I was SO curious about this. I had heard of Aschenbrenner when he was at OpenAI, and I recalled when the essay was published, though I didn’t read the full text. I also remember when it went blazingly viral. Even Ivanka Trump shared it on X, lol.
Here’s a gift link if you want to go right to the story. Warning: It’s LONG! But well-worth it, I promise. Or, you could watch this video:
When I started reporting, I thought this might just be another “AI wunderkind” story with some spicy bits. But the deeper I went — talking to former OpenAI colleagues, Effective Altruism insiders, and insiders and investors from Silicon Valley to Wall Street — the more complicated it became. Some people see him as a visionary who spotted the AGI moment early. Others see a talented storyteller selling a conviction in a bubbly AI world. Still others see someone who has sold out on his AI safety bonafides.

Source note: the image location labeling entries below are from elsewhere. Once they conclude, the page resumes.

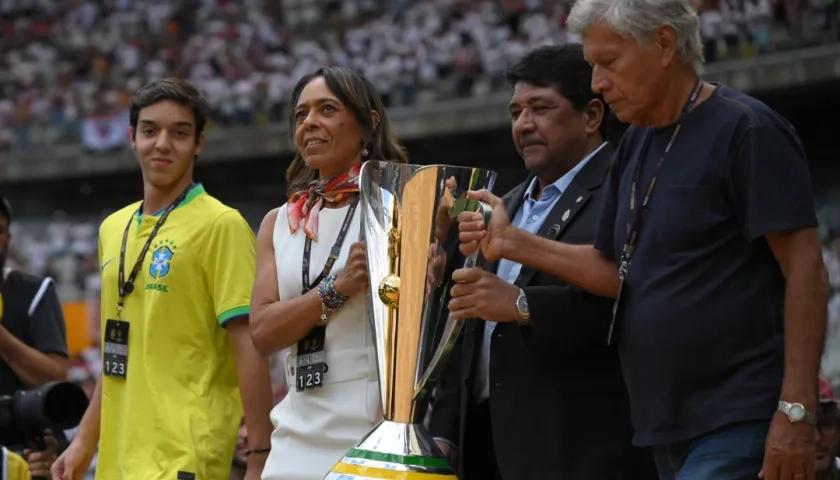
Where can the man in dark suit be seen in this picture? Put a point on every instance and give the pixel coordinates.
(533, 391)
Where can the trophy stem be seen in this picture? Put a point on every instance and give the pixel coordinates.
(394, 451)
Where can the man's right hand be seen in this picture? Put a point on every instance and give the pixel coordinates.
(474, 233)
(450, 452)
(74, 462)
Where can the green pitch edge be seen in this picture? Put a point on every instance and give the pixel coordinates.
(414, 461)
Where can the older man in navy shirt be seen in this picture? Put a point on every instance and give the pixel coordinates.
(533, 392)
(707, 240)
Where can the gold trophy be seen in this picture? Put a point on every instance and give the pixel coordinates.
(408, 217)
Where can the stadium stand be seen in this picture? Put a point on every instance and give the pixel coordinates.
(67, 67)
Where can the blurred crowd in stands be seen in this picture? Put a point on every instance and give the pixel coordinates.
(67, 66)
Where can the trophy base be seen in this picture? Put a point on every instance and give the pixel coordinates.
(394, 451)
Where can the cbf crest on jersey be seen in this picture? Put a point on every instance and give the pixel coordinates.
(161, 263)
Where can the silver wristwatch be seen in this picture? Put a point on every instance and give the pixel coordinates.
(522, 308)
(796, 412)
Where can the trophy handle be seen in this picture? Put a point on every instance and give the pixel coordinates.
(476, 259)
(453, 328)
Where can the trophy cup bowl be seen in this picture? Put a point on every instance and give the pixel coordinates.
(411, 239)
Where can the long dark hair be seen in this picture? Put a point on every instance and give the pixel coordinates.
(360, 97)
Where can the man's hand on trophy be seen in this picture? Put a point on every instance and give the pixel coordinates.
(449, 452)
(473, 231)
(353, 278)
(481, 294)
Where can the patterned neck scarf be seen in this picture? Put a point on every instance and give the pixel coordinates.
(303, 206)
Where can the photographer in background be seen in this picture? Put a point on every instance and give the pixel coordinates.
(33, 342)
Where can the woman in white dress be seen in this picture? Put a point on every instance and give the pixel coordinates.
(314, 306)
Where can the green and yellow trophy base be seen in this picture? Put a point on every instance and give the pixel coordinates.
(394, 451)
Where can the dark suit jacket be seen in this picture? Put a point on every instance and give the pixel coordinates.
(558, 403)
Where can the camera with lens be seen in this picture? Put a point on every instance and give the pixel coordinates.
(26, 415)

But what struck me most is how belief itself has become a form of capital — how people are literally investing in a worldview about where AI is heading. That’s how it is with Aschenbrenner. He is managing $1.5 billion not because he has some kind of finance track record (he has none) but because people are really buying into his vision. According to his friend and former roommate, Anthropic researcher Sholto Douglas, Aschenbrenner is using the hedge fund to garner a credible voice in the financial ecosystem. “He is saying, ‘I have an extremely high conviction [that this is] how the world is going to evolve, and I am literally putting my money where my mouth is,” he told me.
To some, he’s a genius who saw the moment more clearly than anyone else. To others, he’s a Machiavellian figure who repackaged insider safety worries into an investor pitch. Either way, billions are now riding on whether his bet on AGI delivers.